Il dono dell’udito e la conquista della felicità

Riflettendo qua e là...

Leopardi diceva che l'uomo non può essere mai felice perché o vuole ciò che non ha, e prova dolore, oppure non vuole ciò che ha, e prova la noia. "Non volere ciò che ha" vuol dire non apprezzare ciò che possiede e, secondo Leopardi, quando l'uomo riesce a raggiungere ciò che voleva ecco che inesorabilmente dopo poco non lo apprezza più ... quindi la felicità, che si traduce nel volere ciò che si ha, è impossibile, secondo il pensiero leopardiano.

Ho sempre pensato che non avesse tutti i torti: vedevo i miei coetanei desiderare tanto qualcosa e poi non apprezzarla più ... vedo tutt'oggi persone che non apprezzano ciò che hanno, che, peggio, non sanno di avere ciò che possiedono.
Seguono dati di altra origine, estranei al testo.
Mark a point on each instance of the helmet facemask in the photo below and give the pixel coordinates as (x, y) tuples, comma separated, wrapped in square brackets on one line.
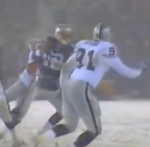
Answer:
[(63, 34), (101, 33)]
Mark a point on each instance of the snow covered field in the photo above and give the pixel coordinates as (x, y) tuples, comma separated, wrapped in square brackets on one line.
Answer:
[(125, 124)]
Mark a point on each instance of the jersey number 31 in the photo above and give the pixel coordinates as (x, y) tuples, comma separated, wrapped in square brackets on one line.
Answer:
[(80, 55)]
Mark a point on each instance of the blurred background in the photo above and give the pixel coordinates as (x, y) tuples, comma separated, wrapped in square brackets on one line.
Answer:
[(21, 20)]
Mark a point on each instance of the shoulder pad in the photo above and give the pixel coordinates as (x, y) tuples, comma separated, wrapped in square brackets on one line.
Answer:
[(108, 49)]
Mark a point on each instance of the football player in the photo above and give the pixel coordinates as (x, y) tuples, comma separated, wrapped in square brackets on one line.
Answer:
[(85, 69)]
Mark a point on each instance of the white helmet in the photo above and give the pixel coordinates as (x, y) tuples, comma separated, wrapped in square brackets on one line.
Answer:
[(101, 32), (63, 33)]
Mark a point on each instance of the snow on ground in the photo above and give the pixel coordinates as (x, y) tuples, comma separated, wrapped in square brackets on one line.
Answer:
[(125, 124)]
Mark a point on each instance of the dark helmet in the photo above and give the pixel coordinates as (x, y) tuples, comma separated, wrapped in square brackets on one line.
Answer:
[(101, 32), (63, 33)]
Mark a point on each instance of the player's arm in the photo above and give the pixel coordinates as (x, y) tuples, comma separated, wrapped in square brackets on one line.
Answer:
[(35, 60), (67, 68), (113, 61)]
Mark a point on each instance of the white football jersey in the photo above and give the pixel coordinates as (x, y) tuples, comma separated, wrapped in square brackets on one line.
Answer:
[(94, 58)]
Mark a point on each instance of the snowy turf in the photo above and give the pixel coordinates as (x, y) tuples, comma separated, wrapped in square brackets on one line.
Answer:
[(125, 124)]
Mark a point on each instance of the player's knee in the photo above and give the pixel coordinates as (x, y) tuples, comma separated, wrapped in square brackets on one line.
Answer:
[(55, 118), (61, 129), (85, 138)]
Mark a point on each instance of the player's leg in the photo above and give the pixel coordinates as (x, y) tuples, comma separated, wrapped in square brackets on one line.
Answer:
[(70, 117), (6, 117), (16, 90), (24, 105), (89, 111), (55, 98)]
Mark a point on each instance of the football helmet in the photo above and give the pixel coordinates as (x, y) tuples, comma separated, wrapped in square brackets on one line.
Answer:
[(63, 33), (101, 32)]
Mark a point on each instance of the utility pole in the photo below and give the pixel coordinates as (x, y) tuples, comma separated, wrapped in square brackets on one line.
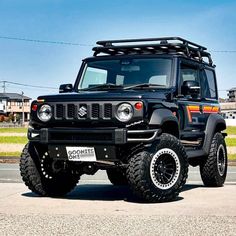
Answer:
[(23, 114), (4, 86)]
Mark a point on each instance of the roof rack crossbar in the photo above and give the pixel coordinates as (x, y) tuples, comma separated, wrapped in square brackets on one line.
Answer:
[(153, 45)]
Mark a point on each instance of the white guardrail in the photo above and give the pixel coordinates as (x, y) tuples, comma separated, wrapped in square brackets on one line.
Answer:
[(230, 122)]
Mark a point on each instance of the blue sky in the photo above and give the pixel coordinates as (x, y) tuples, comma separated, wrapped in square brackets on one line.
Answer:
[(210, 23)]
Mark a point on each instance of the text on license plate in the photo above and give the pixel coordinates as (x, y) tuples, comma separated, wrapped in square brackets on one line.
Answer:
[(81, 153)]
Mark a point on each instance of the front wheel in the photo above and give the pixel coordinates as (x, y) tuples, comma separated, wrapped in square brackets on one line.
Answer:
[(36, 172), (159, 172), (214, 168)]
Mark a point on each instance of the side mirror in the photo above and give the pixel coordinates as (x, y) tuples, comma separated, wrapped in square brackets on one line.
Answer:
[(191, 88), (65, 88)]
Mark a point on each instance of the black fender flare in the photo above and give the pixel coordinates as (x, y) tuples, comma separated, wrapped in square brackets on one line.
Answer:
[(215, 123), (165, 116)]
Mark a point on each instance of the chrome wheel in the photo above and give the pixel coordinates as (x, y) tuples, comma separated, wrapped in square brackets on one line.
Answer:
[(165, 168), (221, 160)]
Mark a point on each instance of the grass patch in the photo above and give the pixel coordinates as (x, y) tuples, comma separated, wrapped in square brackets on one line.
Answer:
[(231, 142), (232, 157), (13, 130), (231, 130), (13, 139), (10, 154)]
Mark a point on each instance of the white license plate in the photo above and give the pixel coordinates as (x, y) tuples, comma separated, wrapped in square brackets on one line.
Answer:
[(81, 153)]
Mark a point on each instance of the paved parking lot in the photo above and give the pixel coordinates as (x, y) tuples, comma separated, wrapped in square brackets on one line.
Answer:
[(96, 207)]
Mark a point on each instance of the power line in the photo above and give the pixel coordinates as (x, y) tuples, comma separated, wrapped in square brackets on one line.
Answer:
[(46, 41), (25, 85), (79, 44)]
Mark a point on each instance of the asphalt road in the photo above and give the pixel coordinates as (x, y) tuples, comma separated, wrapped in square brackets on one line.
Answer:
[(9, 173), (96, 207)]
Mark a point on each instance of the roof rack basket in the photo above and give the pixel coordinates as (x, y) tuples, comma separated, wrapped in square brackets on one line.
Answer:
[(170, 45)]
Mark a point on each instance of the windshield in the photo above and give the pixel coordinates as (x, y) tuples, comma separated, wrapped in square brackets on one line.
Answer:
[(127, 72)]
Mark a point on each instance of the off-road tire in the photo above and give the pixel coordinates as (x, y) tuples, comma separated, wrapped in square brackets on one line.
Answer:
[(31, 173), (139, 172), (117, 177), (212, 175)]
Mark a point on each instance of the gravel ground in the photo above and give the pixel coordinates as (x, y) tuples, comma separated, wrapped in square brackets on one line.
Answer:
[(116, 225)]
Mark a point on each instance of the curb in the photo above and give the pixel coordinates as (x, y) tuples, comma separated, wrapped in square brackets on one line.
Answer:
[(9, 160), (13, 160)]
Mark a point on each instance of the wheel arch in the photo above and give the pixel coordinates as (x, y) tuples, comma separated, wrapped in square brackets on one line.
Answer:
[(215, 123), (165, 119)]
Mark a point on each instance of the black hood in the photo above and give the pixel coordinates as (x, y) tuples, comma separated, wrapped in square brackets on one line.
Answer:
[(108, 95)]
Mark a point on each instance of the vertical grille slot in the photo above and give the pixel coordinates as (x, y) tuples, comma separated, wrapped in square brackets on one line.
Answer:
[(95, 111), (70, 110), (83, 111), (59, 111), (107, 110)]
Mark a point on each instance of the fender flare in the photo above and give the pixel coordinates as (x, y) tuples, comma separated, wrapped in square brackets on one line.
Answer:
[(215, 123)]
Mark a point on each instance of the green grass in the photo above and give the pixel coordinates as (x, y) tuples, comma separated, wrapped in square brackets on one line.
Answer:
[(231, 142), (13, 139), (13, 130), (231, 130), (232, 157), (10, 154)]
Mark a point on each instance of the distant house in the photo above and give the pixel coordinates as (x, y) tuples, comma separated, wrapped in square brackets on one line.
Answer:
[(232, 95), (16, 104)]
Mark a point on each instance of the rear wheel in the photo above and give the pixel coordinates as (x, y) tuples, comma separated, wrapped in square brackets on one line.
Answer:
[(158, 173), (117, 177), (214, 169), (38, 175)]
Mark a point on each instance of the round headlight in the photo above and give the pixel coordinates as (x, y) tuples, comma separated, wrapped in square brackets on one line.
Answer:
[(124, 112), (45, 113)]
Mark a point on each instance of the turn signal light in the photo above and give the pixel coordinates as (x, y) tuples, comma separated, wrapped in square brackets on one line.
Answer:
[(34, 107), (138, 105)]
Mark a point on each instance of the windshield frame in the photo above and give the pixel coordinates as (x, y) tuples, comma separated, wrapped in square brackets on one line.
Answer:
[(84, 66)]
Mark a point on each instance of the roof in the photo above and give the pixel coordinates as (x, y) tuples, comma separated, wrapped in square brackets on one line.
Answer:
[(13, 96), (165, 45)]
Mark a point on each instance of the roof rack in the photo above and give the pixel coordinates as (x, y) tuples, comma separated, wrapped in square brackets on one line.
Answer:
[(169, 45)]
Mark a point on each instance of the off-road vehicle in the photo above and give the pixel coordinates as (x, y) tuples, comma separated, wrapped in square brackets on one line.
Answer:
[(141, 109)]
Noi, che che stiamo facendo un percorso verso la conquista dell'udito, difficilmente possiamo cadere in questo errore... sentire le cose che prima ci erano negate ci dà una gioia suprema che, paradossalmente, è negata a chi questa opportunità non l'ha mai perduta. Non voglio dire che siamo fortunati ( è forse osare troppo!) ma che sicuramente apparteniamo a una categoria di persone che Leopardi non poteva contemplare: persone che si commuovono a sentire il cinguettio degli uccelli, le onde del mare, lo scrosciare della pioggia, persone che si commuovono a sentire i tanti suoni che conquistiamo come tesoro, un tesoro che prima ci era celato e adesso è tanto tanto prezioso. Donandoci così una felicità che nel tempo non sarà mai perduta.